Planning does not seem to work for me. I have tried using both physical and digital solutions, simple to really complex. Entering the data into the planners is no problem, it’s sticking to it that I fail on. I kind of know what I want to do but in the past few years I seem to not be able to work towards my goals. A psychiatrist once told me that I “have lost my start engine, but there does not seem to be any wrong with the actual engine.” With this in mind I do know I have to make some maintenance.
Going back a few years: once I had a lot on my plate – school, work, theater, chairman of a board and on top of that trying to find time to write – but now days I have begun to scale down. As it sits today I only have work and my chairman-position. I have announced my retirement from the chairman position. The reasons being I feel the need to simplify my life and get the time to focus on other things – writing – and be able to relax when I get home from my regular work.

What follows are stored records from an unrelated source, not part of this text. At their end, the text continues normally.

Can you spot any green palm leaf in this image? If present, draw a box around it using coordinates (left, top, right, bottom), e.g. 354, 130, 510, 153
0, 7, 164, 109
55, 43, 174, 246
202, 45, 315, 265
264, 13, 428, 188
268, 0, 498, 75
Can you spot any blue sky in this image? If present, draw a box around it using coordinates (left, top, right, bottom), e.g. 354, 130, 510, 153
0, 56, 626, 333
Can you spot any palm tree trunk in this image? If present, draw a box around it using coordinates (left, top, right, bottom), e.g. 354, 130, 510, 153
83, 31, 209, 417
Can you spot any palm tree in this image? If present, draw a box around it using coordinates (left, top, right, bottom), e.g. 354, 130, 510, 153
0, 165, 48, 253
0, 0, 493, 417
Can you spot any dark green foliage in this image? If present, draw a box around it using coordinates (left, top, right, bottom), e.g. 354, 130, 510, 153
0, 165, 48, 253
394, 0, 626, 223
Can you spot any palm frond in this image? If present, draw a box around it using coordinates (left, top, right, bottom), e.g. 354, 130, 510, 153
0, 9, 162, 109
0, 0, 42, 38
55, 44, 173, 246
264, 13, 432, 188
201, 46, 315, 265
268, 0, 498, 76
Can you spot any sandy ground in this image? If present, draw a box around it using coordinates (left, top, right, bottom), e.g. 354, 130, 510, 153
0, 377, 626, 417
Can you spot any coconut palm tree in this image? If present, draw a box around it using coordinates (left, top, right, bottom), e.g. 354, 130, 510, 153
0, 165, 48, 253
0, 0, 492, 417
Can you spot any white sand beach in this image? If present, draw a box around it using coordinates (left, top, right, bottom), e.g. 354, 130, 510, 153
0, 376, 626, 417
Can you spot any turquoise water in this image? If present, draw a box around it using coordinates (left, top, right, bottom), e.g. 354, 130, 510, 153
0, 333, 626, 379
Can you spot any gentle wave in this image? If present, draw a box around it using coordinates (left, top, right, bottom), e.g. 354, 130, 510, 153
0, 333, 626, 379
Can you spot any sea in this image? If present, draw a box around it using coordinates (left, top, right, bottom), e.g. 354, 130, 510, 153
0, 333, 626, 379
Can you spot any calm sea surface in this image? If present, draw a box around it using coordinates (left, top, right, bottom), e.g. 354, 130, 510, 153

In the long run my hopes are that clearing out my schedule leaving only work left I will in time find my way back to writing, the part of my life that is the only thing that sticks. Often I get interested in something, do it for a while and then loose the interest. Writing is so far the only thing that has stuck for a longer period of time and I do not think I will ever loose my interest in it.
I can not be the only one dealing with this disconnection, this trouble to be productive and inspired. So the question that I have to ask is: how does one get out of it? How did you get back into the groove?